Here is my list of rules to follow when I’m building Docker images:

  • Do not run as “root” - almost every image published on Docker hub does not set the USER instruction, which means they expect to be run as the root user. Where Docker provides some level of isolation, it is never bad idea to add yet another barrier for the malicious process to escape from the Docker container. For example in OpenShift the default rule is set to disallow running containers as “root” and instead the container is started using random user ID. You can create non-privileged user in Dockerfile and use USER foo instruction at the end. Then make writeable only those directories you know the process running in the container is going to write to.

  • Use nss_wrapper if necessary - if the process that run inside container really need to have UID to user name mapping, you can use nss_wrapper to provide it.

  • Do not update the base image - this is not that much security related, but you should learn to trust the base image provider. It is really his job to keep the base image content up-to-date for you. That also include all security fixes, testing, verifications, etc.. If you do update the software in your image yourself, you might, by accident pull some insecure/untested bits (it happens…). If the base Docker image provider does not update the base image frequently, maybe it is time to move to another base image.

  • Avoid curl|bash - this is always a bad idea. You really don’t have a control over the shell script that you pull from the internet.

  • The :latest is not a version - you should version your image properly. Use Docker tags to do so.

  • It is better to freeze dependencies - instead of always pulling the “latest” versions of Ruby gems, Python modules, NPM modules, etc. it is better to explicitly lock the versions your application is using when building the image. Also it is sometimes better to vendor them in same repository where you have your Dockerfile (how often is rubygems.org down?). Following this rule means you will be able to consistently rebuild the image without ending up with different versions.

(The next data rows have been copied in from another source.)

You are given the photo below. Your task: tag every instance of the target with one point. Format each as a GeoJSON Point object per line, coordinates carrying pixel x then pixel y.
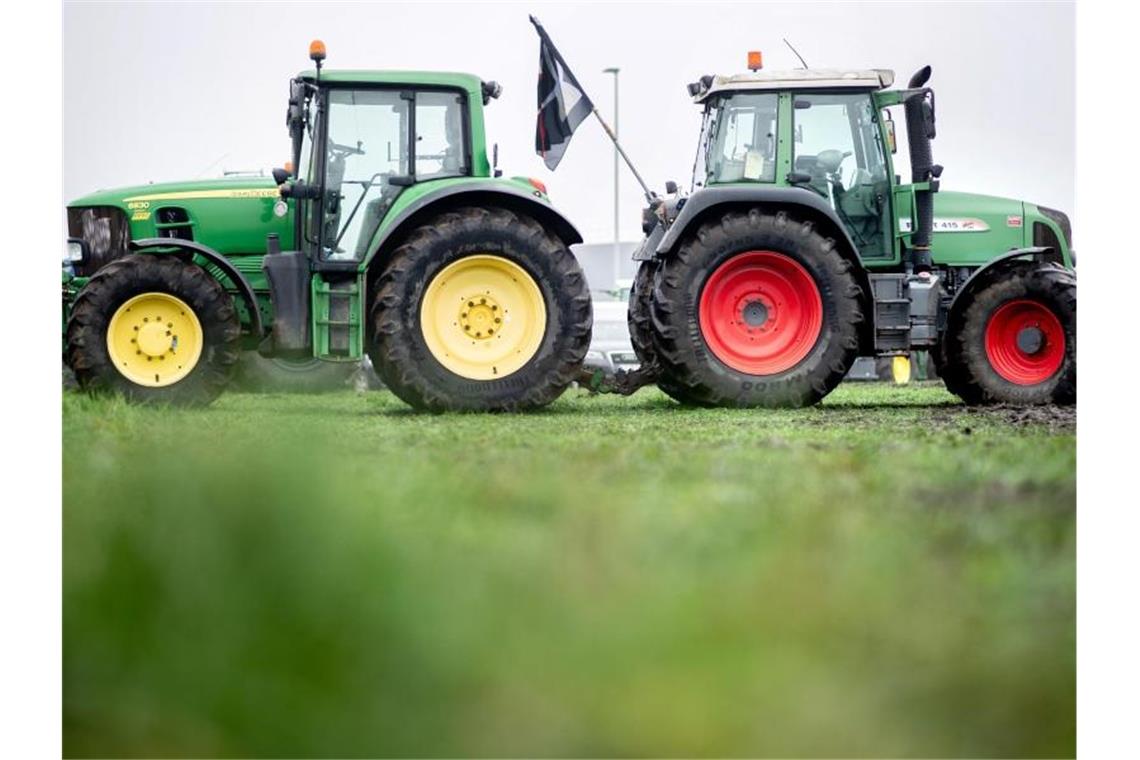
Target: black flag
{"type": "Point", "coordinates": [562, 104]}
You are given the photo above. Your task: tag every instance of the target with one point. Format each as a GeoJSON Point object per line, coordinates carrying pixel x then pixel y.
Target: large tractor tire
{"type": "Point", "coordinates": [640, 320]}
{"type": "Point", "coordinates": [309, 375]}
{"type": "Point", "coordinates": [1014, 340]}
{"type": "Point", "coordinates": [480, 310]}
{"type": "Point", "coordinates": [756, 310]}
{"type": "Point", "coordinates": [155, 329]}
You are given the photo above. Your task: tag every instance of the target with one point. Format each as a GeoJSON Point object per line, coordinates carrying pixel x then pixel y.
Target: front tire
{"type": "Point", "coordinates": [480, 310]}
{"type": "Point", "coordinates": [155, 329]}
{"type": "Point", "coordinates": [757, 311]}
{"type": "Point", "coordinates": [1014, 340]}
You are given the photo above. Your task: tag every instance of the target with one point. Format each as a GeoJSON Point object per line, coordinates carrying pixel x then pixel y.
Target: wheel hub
{"type": "Point", "coordinates": [755, 313]}
{"type": "Point", "coordinates": [154, 340]}
{"type": "Point", "coordinates": [760, 312]}
{"type": "Point", "coordinates": [480, 317]}
{"type": "Point", "coordinates": [1025, 342]}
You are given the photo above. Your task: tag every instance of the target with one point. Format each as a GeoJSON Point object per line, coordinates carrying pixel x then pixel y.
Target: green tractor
{"type": "Point", "coordinates": [799, 248]}
{"type": "Point", "coordinates": [391, 234]}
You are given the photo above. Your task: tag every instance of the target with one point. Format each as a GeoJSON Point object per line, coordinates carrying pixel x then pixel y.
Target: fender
{"type": "Point", "coordinates": [783, 196]}
{"type": "Point", "coordinates": [188, 246]}
{"type": "Point", "coordinates": [475, 193]}
{"type": "Point", "coordinates": [703, 202]}
{"type": "Point", "coordinates": [1001, 262]}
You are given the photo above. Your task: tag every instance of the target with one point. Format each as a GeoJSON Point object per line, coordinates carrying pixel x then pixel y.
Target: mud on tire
{"type": "Point", "coordinates": [640, 321]}
{"type": "Point", "coordinates": [400, 353]}
{"type": "Point", "coordinates": [682, 349]}
{"type": "Point", "coordinates": [962, 358]}
{"type": "Point", "coordinates": [124, 278]}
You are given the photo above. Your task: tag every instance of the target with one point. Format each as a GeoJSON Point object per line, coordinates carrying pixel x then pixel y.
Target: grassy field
{"type": "Point", "coordinates": [886, 574]}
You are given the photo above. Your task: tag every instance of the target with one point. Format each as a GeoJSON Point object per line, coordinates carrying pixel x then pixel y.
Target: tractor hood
{"type": "Point", "coordinates": [189, 189]}
{"type": "Point", "coordinates": [231, 214]}
{"type": "Point", "coordinates": [968, 228]}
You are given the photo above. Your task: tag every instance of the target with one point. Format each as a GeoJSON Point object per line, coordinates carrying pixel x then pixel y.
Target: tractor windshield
{"type": "Point", "coordinates": [741, 139]}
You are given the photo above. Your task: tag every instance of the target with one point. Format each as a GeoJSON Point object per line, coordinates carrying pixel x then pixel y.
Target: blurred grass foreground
{"type": "Point", "coordinates": [886, 574]}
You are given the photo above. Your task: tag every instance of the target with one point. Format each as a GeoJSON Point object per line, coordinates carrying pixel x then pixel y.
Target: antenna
{"type": "Point", "coordinates": [796, 51]}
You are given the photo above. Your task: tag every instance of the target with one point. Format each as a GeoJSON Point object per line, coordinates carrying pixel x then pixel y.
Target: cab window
{"type": "Point", "coordinates": [742, 147]}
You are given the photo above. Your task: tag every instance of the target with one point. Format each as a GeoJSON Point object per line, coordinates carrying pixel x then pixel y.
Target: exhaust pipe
{"type": "Point", "coordinates": [920, 130]}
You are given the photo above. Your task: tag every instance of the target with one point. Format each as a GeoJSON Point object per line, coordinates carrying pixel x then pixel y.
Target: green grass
{"type": "Point", "coordinates": [886, 574]}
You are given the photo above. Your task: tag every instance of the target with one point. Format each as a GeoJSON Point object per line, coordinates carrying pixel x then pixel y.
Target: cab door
{"type": "Point", "coordinates": [838, 141]}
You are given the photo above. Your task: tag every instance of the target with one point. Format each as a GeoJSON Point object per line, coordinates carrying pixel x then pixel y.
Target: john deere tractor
{"type": "Point", "coordinates": [800, 248]}
{"type": "Point", "coordinates": [391, 234]}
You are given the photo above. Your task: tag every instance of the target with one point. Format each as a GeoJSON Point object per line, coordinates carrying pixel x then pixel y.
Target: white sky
{"type": "Point", "coordinates": [169, 91]}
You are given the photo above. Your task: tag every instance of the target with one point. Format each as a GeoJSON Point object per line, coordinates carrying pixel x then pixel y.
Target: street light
{"type": "Point", "coordinates": [617, 240]}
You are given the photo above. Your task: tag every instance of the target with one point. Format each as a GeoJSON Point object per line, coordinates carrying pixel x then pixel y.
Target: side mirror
{"type": "Point", "coordinates": [892, 142]}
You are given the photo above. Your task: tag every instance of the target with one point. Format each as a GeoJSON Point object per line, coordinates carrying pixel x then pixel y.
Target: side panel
{"type": "Point", "coordinates": [703, 201]}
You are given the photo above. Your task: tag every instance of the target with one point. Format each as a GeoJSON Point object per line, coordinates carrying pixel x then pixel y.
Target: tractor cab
{"type": "Point", "coordinates": [361, 138]}
{"type": "Point", "coordinates": [822, 130]}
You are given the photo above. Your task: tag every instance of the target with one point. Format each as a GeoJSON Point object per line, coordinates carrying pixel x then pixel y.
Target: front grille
{"type": "Point", "coordinates": [106, 233]}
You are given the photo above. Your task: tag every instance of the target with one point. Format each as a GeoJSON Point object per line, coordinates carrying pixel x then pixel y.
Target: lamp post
{"type": "Point", "coordinates": [617, 237]}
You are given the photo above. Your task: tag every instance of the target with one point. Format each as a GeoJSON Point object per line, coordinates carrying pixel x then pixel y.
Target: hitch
{"type": "Point", "coordinates": [624, 382]}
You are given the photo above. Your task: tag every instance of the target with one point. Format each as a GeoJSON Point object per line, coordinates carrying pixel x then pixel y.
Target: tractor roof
{"type": "Point", "coordinates": [461, 80]}
{"type": "Point", "coordinates": [800, 79]}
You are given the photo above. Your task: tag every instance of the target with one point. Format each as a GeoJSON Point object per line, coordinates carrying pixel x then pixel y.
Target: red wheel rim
{"type": "Point", "coordinates": [760, 312]}
{"type": "Point", "coordinates": [1025, 342]}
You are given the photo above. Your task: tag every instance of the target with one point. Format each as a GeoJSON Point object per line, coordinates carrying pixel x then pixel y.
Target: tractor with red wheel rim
{"type": "Point", "coordinates": [798, 248]}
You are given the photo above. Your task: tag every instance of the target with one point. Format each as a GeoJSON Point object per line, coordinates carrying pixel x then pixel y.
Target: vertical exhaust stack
{"type": "Point", "coordinates": [920, 130]}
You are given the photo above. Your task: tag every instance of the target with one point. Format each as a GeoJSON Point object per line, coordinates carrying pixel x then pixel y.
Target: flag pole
{"type": "Point", "coordinates": [609, 131]}
{"type": "Point", "coordinates": [649, 194]}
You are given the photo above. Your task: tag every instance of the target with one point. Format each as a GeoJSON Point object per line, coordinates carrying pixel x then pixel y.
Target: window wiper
{"type": "Point", "coordinates": [364, 194]}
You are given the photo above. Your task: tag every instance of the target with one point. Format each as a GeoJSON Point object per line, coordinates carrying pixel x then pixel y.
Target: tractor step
{"type": "Point", "coordinates": [336, 324]}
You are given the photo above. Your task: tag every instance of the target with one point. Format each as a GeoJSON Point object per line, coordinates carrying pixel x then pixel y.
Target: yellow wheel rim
{"type": "Point", "coordinates": [901, 369]}
{"type": "Point", "coordinates": [482, 317]}
{"type": "Point", "coordinates": [154, 340]}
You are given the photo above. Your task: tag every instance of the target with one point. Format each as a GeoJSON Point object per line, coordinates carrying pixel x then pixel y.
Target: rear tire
{"type": "Point", "coordinates": [799, 283]}
{"type": "Point", "coordinates": [982, 360]}
{"type": "Point", "coordinates": [640, 320]}
{"type": "Point", "coordinates": [279, 375]}
{"type": "Point", "coordinates": [102, 309]}
{"type": "Point", "coordinates": [422, 353]}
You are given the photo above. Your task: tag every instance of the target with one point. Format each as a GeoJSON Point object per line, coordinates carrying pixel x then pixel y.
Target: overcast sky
{"type": "Point", "coordinates": [168, 91]}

  • Verify content you download - gnupg is your friend in case you using ADD from a HTTP(S) location. Make sure what you downloaded is really what you expected.

  • Do not rely on squashing - scary right? You add a secret password file in one layer, use it in another layer and remove it in third layer. Now you squash the final image to minimize the size of layers and the secret password file is back. Always verify that before you pushing content to Docker hub.